The fact that there are wild fires in Greece acts to amplify what JSO are saying. It underlines the need to make a noise about it. To keep things on an agenda requires a critical mass of stories that keep happening
 
  • Like
Reactions: pug
I’m not so sure. The temperatures are ridiculous but the news last night was pinning the blame for the wild fires on arson. 🤔
Yes many people are repeating this on Twitter as some sort of 'gotcha' and it may well be true but what they seem to overlook is that though the fires may well have been started deliberately it is the speed at which they spread due to the heat and dryness of the vegetation that is the issue and that can be attributed in whole or part to climate change.
 
Last edited:
It’s fuckin’ 33 degrees in the shade at 8am in Larnaca — I know because my mum keeps insisting on burdening the family ‎WhatsApp group every fucking morning with photos of the thermometer. And yes, I know it’s Cyprus in July but believe me folks, that is not normal. You don’t need actual wild fires to see the very real effects of a global average temperature increase of circa one degree. But you do need people shouting about it to keep it visible.
 
It’s fuckin’ 33 degrees in the shade at 8am in Larnaca — I know because my mum keeps insisting on burdening the family ‎WhatsApp group every fucking morning with photos of the thermometer. You don’t need actual wild fires to see the very real effects of a global average temperature increase of circa one degree. But you do need people shouting about it to keep it visible.

I'm not sure that JSO shouting about it is what keeps it visible:

Screenshot 2023-07-25 091936.png
 
Oh wow, a small story embedded in the BBC website. That’ll keep it as a thing people are talking about. And the fact that the BBC talk about it has nothing to do with JSO shouting about it, of course. Totally unrelated.
 
Oh wow, a small story embedded in the BBC website. That’ll keep it as a thing people are talking about. And the fact that the BBC talk about it has nothing to do with JSO shouting about it, of course. Totally unrelated.

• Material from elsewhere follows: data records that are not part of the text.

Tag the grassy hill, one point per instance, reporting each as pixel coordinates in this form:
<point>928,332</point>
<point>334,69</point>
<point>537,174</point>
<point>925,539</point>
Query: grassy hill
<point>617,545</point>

Yes, the nature of BBC coverage was exactly the same before JSO came along.
 
I’m not so sure. The temperatures are ridiculous but the news last night was pinning the blame for the wild fires on arson. 🤔
THey are desperately leaning into that, as fires break out across the islands. And the world. Arson hasn't yet been established, clearly they have to investigate all possibilities.
One of the biggest successes JSO are winning is shifting ( a bit of ) the focus of conversation away from description of climate change to "what strategies are effective in stopping it".
I don't see that in their tweets. Just clips of people shouting at them as they slow walk, or of members getting released from prison.